自衛隊独自の制度により「54歳」で定年退職…60歳・元航空自衛官が掴み取った「定年後」のキャリア【インタビュー】
自衛隊時代は“教える”、日本語教師は“教えない”
――日本語教師のほうは、外国語も喋れないといけないのではないですか? 竹丸:よく聞かれる質問ですが、そうではありません。外国人の方に向けた日本語教育には「直接法」「間接法」があります。直接法は日本語を日本語で教えていくものです。間接法は日本語を外国人の方の母国語で教えていくものです。 私が取り組んだのは直接法ですから、外国語が喋れなくても日本語を教えることができました。 ――話が前後しますが、航空自衛隊退職後、すぐに日本語教師になられたのですか? 竹丸:定年退職したのが7月でしたが、その年の秋口には420時間の養成講座が終わり、すぐに学校を決めて面接をしていただき、採用試験を受けた後、日本語教師として再スタートしました。 ただ、航空自衛隊時代とのギャップはすごくありました。航空自衛隊では「これはこうだ」「こうしなさい」と「教育=命令」だったわけです。 しかし、私が入った学校は「教えない授業をする」という学校でした。確かに、学習者の前に立って話すことは慣れているし、冗談を言って笑わせることも得意だったのですが、3ヶ月くらいしたときに校長先生に呼ばれてこう言われました。 「竹丸先生、教えない授業をしてください」と。その学校の学習者は留学生が大半で、2年そこそこで日本語をマスターしなければいけません。その後は1人で生活し、疑問があったら自分自身が日本語で周りの日本人に失礼のないよう尋ねたりしないといけなくなる。

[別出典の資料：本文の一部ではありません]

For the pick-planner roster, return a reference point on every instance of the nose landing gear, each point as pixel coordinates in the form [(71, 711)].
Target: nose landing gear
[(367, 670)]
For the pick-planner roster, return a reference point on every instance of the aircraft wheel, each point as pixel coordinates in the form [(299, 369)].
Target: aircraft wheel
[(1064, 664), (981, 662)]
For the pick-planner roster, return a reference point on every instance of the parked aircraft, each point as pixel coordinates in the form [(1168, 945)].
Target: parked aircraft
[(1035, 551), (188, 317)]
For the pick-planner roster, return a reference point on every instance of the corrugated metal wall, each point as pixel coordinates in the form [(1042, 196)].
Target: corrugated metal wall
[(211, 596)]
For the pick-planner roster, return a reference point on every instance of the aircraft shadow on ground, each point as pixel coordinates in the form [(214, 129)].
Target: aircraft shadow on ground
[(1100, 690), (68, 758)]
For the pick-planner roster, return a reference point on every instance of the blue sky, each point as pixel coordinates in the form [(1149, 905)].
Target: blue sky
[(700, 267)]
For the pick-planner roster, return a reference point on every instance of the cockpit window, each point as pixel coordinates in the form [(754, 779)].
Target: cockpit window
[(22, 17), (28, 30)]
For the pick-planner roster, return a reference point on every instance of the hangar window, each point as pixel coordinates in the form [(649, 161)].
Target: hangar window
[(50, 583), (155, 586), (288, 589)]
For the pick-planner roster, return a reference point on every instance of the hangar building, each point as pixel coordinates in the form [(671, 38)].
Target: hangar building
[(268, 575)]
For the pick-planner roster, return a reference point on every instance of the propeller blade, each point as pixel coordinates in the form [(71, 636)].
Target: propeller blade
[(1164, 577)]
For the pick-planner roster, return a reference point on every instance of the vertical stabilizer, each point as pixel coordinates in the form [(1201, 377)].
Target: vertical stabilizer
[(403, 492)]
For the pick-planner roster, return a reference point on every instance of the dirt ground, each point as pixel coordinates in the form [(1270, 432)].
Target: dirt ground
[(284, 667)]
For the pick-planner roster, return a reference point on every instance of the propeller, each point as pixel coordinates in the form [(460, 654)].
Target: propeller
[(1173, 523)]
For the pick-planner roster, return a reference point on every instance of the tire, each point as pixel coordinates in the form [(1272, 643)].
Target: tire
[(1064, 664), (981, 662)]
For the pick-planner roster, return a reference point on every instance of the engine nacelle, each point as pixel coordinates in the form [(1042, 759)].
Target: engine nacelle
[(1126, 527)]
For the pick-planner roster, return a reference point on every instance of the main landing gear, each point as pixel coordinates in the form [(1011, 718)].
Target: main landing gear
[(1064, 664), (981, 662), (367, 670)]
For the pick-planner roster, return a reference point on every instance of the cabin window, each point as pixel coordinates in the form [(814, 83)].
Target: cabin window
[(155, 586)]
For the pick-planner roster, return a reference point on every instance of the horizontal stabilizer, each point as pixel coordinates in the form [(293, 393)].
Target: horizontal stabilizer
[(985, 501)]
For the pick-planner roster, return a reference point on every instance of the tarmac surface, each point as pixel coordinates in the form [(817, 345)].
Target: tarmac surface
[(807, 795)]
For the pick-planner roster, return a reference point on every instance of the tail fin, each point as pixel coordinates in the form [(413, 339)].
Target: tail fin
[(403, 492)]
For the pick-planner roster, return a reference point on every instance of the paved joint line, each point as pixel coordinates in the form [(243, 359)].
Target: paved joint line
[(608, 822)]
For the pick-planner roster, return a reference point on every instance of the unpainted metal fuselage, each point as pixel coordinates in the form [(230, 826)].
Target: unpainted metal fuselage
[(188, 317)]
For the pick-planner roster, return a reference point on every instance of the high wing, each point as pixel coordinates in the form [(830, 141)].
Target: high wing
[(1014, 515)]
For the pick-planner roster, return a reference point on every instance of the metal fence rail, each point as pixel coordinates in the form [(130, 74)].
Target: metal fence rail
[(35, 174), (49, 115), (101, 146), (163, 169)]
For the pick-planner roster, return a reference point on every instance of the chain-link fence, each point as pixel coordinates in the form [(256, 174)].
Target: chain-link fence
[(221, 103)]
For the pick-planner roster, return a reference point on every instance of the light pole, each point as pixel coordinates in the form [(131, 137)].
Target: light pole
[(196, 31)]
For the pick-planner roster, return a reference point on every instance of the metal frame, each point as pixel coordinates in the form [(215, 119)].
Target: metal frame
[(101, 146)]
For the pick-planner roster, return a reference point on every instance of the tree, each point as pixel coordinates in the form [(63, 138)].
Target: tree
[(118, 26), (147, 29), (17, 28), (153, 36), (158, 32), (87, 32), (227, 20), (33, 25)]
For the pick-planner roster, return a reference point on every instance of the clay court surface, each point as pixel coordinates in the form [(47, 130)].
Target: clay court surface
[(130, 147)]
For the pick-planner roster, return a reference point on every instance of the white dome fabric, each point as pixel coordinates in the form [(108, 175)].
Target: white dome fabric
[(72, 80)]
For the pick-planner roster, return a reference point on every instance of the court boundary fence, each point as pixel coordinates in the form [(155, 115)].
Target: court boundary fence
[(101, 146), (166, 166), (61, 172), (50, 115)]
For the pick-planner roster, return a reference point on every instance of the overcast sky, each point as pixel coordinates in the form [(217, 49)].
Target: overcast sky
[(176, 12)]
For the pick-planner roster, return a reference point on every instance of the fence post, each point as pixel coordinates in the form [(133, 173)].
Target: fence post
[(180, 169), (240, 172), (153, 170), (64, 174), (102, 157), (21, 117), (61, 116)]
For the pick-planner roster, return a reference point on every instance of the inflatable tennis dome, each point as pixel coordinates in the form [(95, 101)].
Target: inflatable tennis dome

自分の力で切り抜ける日本語力が必要なのです。 それで、普段から学習者が自ら考える「教えない授業」をしているというわけです。でも「『教えない授業』となると何を教えたら良いんですか?」と尋ねたくなりますよね。すると「それは教えられない」と言うわけです(笑)。これは本当に難しくて1年半くらい悩みました。 結果的に、学習者を受け身にせずに、学習者同士が考え抜き、自分たちで答えを見つけるという「協働学習」という学習スタイルに行き着きました。 教師が一方的に何かを教えるものではなく、学習者同士でグループを作り、提示された課題を皆で日本語で話し、協力しながら解決するというスタイルです。この学校では後に常勤になり、3年勤めさせていただきました。